In summary, concerns about rising inflation and interest rates have resulted in
selling and short selling that have pushed gauges to extremely oversold levels that
have only been seen at other major stock market bottoms. While recent declines
make it seem like stock prices should fall further, the opposite is likely. For
example, the more you try to push a beach ball under water, the greater the force
becomes to push it back up. The more you compress a spring, the greater the force
becomes to make it bounce back up. When a spring is completely compressed, it
cannot go down anymore.

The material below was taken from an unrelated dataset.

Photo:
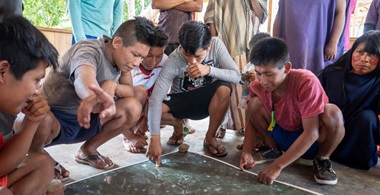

When stocks are as oversold as they are now, it is like a
spring that is totally compressed.

The Fed has implied that they will keep raising interest rates. Yet, we know
that what the Fed says and what they actually do can be completely different.
With signs of lower inflation and possibly even deflation early next year, any
positive news on the inflation front could be the catalyst to start a new bull
market. Selling pressure and buying power seems to have been evenly matched
for the last month. This has enabled stock prices to build a base to rise from.

These are the reasons why stock prices are likely to hold around these levels
until there is a surprise that instantly changes the view of the masses to the glass
being half empty to the glass being half full. I will continue to monitor how
investors are behaving in the marketplace in order to identify when this change
happens. Please see the blue bars for how U.S. CPI inflation for all items is
trending.

Funny Story

“Nothing looks good on me anymore,” wailed the customer modelling an outfit
in front of the department store mirror.
“Nonsense ma’am” soothed the sales clerk. “That dress says it all!”
“That’s the problem,” the woman said. “I need a dress that keeps its mouth
shut!”

 

Photo Below

The photo below shows the sun trying to shine through thick smoke from the
more than 20 wildfires in the eastern Fraser Valley and Washington state to the
south. The mountains in the background that are not far away at all are not even
visible. In the last three months, the southwestern corner of B.C. has received less
rainfall than Las Vegas, which is situated in the western part of the Mojave
Desert. We have never needed rain this badly before. Hopefully the precipitation
in the forecasts materializes in the coming days! Have a great weekend my friend!